Was bedeutet dieses Wahlergebnis nun für unser Land in der kommenden Legislaturperiode? Die SPD hat - erwartungsgemäß,
da sie zu oft umgefallen ist und ihre eigenen Werte zu oft verraten hat - das schlechteste Ergebnis seit Gründung der Bundesrepublik
eingefahren und bereits um 18:10 Uhr angekündigt, in die Opposition zu gehen. Übrig bleibt somit für eine Regierungsbildung
nur die Kombination der CDU/CSU mit den GRÜNEN und der FDP, da eine Koalition mit den LINKEN faktisch ausgeschlossen werden kann.
Das kann funktionieren, ist aber eine aus der puren Not geborene Lösung. Die Frage die sich also unwillkürlich in den
Vordergrund drängt ist: wie lange hält dieses Konstrukt, und was kommt danach?
Sofort nach Verkündung der ersten Hochrechnungsergebnisse verkündete Herr Gauland die Absicht der AfD, "Frau Merkel
zu jagen". Und in der Tat kamen in den ersten Kommentaren von Frau Merkel und den Länderfürsten der CDU bereits
neue Untertöne an die Oberfläche, aus denen man einen künftigen Kurswechsel erahnen kann. Wenn die CDU/CSU etwas noch mehr
haßt als die Pest ist es die Gefahr, künftig nicht mehr die Regierungspartei stellen zu können.
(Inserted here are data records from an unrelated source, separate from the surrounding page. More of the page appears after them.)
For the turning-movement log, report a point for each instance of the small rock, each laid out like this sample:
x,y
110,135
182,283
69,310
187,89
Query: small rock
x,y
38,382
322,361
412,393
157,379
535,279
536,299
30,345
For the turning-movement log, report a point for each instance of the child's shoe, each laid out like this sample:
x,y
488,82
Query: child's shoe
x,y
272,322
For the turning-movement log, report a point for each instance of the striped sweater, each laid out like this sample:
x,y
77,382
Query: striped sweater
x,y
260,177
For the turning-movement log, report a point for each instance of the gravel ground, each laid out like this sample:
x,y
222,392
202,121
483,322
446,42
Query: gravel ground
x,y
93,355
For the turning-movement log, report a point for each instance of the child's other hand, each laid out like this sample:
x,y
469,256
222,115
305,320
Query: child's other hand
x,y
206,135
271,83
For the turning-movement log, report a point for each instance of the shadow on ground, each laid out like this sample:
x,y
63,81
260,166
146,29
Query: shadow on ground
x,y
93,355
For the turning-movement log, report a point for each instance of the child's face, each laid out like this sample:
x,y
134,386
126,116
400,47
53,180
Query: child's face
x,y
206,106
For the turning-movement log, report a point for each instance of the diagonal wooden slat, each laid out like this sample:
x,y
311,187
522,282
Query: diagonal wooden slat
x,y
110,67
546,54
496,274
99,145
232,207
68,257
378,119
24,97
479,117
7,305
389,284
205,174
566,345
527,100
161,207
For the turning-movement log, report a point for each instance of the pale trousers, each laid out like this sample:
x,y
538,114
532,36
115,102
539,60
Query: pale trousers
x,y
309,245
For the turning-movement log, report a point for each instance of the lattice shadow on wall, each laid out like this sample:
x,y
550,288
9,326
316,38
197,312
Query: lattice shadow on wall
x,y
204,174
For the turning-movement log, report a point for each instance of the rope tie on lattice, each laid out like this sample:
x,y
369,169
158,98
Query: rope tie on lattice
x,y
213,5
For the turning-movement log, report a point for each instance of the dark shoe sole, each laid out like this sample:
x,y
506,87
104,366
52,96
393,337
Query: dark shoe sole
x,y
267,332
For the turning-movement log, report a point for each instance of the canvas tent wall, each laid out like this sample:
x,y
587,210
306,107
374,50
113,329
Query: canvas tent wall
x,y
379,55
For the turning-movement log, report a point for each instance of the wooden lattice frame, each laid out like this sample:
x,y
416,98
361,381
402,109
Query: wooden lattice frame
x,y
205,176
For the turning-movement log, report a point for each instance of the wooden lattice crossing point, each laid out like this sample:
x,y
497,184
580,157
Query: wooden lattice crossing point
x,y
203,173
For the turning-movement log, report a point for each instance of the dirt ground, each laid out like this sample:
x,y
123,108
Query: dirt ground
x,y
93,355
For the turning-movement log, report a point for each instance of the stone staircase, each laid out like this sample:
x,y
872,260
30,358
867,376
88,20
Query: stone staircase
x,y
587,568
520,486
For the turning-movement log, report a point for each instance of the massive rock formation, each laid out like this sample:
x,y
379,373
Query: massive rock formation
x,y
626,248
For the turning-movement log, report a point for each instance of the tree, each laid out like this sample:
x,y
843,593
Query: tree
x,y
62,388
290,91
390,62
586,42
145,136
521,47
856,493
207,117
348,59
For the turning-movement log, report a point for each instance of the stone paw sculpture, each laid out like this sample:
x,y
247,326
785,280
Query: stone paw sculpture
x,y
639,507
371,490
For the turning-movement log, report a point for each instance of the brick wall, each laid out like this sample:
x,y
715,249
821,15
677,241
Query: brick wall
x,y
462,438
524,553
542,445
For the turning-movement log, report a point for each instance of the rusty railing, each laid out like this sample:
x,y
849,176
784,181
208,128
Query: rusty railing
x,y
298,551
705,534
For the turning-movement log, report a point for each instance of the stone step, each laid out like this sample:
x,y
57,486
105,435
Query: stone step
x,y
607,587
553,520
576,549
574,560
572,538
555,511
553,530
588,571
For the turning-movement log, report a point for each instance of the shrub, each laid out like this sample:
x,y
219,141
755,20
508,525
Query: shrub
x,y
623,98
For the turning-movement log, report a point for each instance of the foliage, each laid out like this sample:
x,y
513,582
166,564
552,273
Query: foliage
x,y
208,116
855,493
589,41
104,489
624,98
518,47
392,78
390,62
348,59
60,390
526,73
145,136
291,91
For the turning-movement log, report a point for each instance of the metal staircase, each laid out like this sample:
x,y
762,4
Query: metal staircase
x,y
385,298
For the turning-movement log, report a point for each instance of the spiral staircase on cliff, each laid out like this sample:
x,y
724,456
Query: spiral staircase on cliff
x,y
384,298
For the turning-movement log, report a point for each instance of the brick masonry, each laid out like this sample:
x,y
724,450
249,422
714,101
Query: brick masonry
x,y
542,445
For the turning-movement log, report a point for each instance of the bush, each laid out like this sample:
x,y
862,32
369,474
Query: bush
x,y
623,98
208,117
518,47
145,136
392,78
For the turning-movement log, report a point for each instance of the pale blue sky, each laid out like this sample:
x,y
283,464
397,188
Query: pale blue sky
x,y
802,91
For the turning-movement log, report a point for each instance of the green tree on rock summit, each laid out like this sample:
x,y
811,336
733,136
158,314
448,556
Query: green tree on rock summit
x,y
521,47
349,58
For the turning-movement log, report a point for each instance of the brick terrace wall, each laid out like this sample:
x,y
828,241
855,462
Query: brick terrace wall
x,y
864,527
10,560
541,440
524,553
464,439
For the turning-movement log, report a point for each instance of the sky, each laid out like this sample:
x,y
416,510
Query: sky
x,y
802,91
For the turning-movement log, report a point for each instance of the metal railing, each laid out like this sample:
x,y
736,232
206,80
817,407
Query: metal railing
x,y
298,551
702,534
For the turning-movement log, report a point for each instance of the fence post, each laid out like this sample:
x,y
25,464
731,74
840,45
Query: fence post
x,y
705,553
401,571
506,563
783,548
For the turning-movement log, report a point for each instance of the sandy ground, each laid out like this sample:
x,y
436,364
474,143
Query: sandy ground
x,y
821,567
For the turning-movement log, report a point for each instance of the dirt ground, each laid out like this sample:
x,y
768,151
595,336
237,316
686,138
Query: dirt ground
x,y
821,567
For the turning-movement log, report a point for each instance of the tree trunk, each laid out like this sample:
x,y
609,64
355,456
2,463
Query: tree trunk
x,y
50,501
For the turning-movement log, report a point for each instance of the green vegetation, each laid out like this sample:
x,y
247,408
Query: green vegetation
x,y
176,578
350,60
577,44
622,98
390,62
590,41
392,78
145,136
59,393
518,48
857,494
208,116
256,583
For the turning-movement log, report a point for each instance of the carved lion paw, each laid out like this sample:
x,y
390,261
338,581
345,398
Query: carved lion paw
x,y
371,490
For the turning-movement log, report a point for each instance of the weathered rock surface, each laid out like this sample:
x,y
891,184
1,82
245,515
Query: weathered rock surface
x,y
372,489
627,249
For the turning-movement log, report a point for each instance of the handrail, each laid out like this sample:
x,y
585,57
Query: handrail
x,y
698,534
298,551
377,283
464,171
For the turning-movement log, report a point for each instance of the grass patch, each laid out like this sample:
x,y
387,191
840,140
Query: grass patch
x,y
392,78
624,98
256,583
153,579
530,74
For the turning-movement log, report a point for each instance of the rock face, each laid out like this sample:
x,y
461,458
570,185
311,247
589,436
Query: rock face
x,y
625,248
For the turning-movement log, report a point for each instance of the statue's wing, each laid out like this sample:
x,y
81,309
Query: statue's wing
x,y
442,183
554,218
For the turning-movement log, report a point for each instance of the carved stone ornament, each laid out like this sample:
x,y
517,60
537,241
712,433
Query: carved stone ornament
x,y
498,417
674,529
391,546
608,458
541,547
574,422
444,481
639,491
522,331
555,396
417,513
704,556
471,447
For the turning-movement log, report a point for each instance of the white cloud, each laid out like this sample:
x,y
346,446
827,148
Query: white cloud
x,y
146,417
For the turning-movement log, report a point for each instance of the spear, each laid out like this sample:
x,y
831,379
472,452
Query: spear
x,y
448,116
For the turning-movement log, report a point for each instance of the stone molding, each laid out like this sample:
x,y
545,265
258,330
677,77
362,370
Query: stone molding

Die Betonung, noch mehr
Gewicht auf die "inneren Sicherheit" und die "Lösung der Flüchtlingsfrage" zu legen weißt deutlich
darauf hin, daß hier ein deutlicher "Rechtsruck" zu erwarten ist.
Den wird im übrigen auch die FDP, die sich jetzt wieder (wirtschafts-)"liberal" nennt, nicht aufhalten können. Herr
Lindner ist im siebten Himmel, wieder auf der politischen Bühne vertreten zu sein - und er wird deswegen nichts riskieren wollen.
Auch die GRÜNEN werden sich an ihren Äußerungen der vergangenen Oppositionsjahren messen lassen müssen, und hier
prophezeihe ich (auch hinsichtlich der Erfahrungen aus den bereits bestehenden und zurückliegenden Landesregierungen) dass eher eine
Veränderung der grünen Politikgrundsätze als ein grüner Einfluß auf die Bundespolitik erfolgen dürfte.
Das alles stützt sich ganz gut durch die Äusserungen, die man am Wahlabend von Herrn Trittin und Herrn Lindner vernehmen konnte.
Beiden Parteien ist durchaus bewusst, dass es zusammen auf
"Jamaica" nicht einfach wird
und sehr viele Streitpunkte vorhanden
sind, weil alle potentiellen Koalitionspartner ziemlich entgegengesetzte Positionen im Wahlkampf vertreten hatten. Wer hier nachgibt,
wird vor seinen Wählern das Gesicht verlieren, und die CDU wird sich dies in ihrer gegenwärtigen Lage sicherlich nicht erlauben
können. Fast bedauernd äußerte deswegen Herr Lindner auch sein Unverständnis gegenüber der Oppositionserklärung
der SPD nach der ersten Hochrechnung - seine Partei wird jetzt liefern müssen und ihn dadurch in die ein oder andere Schwierigkeit
bringen.
Wie kann man aber nun ausgerechnet die AfD
wählen?
Selbst als Protestwähler sollte man bei jedem Bürger ein Grundmaß
an Intelligenz voraussetzen können. Und in der Tat hat die Wahlanalyse gut dargestellt, daß viele Menschen ihre Stimme nicht
aus Überzeugung, sondern aus Wut dieser Partei gegeben haben.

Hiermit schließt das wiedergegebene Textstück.